第217話リタイヤメントハウス計画

12月15日午後3時

 昼飯後に更に2人の患者を診た。


 二階堂と和室に座る。

 今日の小切手の金額を入れると、NPOの残金が2100億円以上で俺の個人の金が口座に504億円と金庫に約2億円。

 何かをやろうと2人で考える。

 いろいろなアイデアから最終的に残ったのが、リタイア後に暮らせる施設を作ろうと言う事だった。

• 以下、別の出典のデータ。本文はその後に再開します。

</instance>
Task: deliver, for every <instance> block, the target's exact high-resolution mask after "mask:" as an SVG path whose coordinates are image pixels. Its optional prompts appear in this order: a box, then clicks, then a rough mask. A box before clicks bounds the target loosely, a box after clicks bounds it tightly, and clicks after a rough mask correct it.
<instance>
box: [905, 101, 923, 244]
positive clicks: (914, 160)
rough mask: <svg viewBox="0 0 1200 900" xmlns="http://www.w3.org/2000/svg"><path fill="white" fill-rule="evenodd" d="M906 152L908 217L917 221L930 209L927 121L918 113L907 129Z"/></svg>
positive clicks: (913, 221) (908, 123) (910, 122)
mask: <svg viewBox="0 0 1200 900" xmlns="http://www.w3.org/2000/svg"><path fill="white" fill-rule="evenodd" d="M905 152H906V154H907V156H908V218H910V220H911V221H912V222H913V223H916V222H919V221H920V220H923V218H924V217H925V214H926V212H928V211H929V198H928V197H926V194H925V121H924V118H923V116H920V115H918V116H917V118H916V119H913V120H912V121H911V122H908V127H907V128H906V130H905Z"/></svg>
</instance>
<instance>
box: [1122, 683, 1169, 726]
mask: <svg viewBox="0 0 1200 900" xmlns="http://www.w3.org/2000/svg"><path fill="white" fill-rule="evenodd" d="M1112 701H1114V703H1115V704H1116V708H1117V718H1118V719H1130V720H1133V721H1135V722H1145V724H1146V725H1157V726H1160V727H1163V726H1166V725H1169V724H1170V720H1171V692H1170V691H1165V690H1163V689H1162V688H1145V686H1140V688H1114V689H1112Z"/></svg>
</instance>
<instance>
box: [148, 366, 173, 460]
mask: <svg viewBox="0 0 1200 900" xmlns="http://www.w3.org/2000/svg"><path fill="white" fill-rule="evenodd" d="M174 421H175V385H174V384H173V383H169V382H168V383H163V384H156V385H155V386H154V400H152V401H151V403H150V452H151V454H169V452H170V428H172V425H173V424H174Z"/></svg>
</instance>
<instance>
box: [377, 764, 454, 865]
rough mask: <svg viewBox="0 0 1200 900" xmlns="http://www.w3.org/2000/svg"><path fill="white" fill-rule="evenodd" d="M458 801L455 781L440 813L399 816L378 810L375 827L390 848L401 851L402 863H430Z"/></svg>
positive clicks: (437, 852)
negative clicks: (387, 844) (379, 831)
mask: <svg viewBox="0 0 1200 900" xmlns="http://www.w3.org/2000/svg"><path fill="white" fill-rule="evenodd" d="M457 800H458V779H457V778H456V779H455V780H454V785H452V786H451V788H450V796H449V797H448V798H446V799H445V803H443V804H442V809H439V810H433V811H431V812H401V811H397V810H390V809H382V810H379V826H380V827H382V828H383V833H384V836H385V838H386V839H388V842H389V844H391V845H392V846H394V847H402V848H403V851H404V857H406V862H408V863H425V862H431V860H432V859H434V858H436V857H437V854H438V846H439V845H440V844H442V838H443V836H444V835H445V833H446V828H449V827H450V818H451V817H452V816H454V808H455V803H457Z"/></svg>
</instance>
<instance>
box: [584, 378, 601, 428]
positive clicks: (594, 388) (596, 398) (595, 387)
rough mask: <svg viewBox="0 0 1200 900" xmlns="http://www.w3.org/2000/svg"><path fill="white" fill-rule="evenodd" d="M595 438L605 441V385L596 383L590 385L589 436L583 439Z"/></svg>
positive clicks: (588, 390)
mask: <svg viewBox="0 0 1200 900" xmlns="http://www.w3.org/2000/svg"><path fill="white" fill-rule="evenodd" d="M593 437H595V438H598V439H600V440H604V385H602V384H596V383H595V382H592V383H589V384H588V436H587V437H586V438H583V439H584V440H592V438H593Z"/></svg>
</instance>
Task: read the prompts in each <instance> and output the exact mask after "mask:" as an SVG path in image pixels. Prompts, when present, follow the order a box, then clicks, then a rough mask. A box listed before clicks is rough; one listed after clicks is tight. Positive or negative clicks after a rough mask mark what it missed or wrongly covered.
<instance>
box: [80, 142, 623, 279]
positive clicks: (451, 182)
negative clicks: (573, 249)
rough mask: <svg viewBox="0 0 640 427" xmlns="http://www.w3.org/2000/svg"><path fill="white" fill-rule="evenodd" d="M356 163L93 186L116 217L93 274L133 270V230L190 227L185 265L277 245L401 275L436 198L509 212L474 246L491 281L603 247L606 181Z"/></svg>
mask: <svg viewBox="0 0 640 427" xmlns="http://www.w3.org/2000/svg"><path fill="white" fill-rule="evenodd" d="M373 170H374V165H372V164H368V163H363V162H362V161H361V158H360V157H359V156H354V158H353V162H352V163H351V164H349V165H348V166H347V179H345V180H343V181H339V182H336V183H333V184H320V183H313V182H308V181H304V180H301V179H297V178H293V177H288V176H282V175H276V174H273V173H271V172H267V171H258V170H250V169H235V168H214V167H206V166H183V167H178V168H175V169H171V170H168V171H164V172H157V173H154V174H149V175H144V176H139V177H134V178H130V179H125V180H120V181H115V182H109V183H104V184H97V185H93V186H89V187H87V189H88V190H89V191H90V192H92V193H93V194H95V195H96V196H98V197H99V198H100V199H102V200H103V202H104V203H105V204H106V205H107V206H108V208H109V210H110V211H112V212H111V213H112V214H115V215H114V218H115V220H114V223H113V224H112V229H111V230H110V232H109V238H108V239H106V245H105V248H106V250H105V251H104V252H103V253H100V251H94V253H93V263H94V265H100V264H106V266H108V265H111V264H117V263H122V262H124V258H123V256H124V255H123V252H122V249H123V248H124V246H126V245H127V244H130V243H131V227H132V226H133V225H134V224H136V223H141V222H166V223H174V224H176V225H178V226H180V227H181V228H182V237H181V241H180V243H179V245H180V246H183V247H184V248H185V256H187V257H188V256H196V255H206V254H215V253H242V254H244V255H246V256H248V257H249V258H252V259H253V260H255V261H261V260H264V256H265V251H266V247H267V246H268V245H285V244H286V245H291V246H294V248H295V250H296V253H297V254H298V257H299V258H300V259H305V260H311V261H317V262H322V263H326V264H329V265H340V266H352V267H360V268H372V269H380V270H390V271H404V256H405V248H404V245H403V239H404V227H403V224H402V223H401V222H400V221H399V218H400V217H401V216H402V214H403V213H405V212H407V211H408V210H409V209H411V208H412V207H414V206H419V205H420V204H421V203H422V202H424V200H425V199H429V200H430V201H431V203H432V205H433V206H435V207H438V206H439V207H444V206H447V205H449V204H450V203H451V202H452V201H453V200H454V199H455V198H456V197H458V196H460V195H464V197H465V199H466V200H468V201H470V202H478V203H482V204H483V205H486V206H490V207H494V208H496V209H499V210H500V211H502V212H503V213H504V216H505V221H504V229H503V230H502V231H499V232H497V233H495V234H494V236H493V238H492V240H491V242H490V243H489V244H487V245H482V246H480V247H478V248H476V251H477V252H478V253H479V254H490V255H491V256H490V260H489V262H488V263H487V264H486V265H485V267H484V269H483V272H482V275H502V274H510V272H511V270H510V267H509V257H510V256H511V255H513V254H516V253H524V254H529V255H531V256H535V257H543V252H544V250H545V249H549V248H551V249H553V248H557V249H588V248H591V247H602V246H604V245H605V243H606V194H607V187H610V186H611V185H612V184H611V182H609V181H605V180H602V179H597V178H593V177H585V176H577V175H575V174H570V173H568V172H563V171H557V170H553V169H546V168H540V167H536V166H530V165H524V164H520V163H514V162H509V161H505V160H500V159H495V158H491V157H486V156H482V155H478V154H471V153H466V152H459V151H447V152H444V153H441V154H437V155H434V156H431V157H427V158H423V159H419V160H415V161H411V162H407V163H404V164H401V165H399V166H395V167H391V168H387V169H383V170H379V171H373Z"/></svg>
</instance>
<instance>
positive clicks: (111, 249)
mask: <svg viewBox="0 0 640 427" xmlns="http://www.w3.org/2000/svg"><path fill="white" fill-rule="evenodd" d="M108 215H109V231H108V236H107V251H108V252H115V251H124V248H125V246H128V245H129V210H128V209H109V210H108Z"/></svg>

 候補地として上がったのが、沖縄、セブ、パラワン島だった。

 俺が今の力を得たのはパラワン島だったので、パラワン島を第一候補とした。

 明日、フィリピンのパラワン島に行く事に決めた。

 イザベルにパラワンで合流するように電話する。

 二階堂も行きたがったが、台湾の騒動が終わったばかりの今、JIAの仕事を抜ける訳にはいかなかった。


 和室の外が騒がしくなる。

 娘達が帰って来たようだ。二階堂は赤坂の事務所に戻って行った。


 リビングに降りると、一度部屋に戻っていた娘達も降りてくる。


 ソファーに座っていた俺の隣に座って綾香が言う。

「どこか暖かいトコに遊びに行きたいな」

 マキも綾香の反対側に座り、俺の腕にしがみついて言う。

「英語が使える所がいいな」

「ハワイとかか?」

 綾香が言う。

「でもさ、オジサン忙しいんでしょ?」

「神原夫妻と行ってくるか?」

 2人は歓声を上げる。

 キッチンにいた幸恵が出てきて言う。

「何か嬉しい事が有ったのかしら?」

 俺が幸恵に聞く。

「幸恵さん、パスポート持ってるよね?」

「はい。主人とグァムに4年位前に行った時に作りましたから」

「じゃあ、神原さんも大丈夫だな」

「何がですか?」

「この、2人を連れてハワイに行ってくれるかな」

 幸恵はキョトンとして声が出ない。

「2人のお守り役だな」

「私達、英語も出来ないし」

「この2人が勉強してるから大丈夫だよ。ある程度は日本語も通じるし」

「何か、夢みたいな話で・・」

 パオの事に気がつく。

「パオはどうしようか?」

「いつも来て頂いてる獣医さんが必要な時は預かってくれるって言ってましたから、大丈夫だと思います」

「電話して聞いてみて。明日から預けて6泊位で」


 パオは明日の夕方から獣医に預け、神原夫妻と娘達は明後日の火曜日からハワイに行くことになった。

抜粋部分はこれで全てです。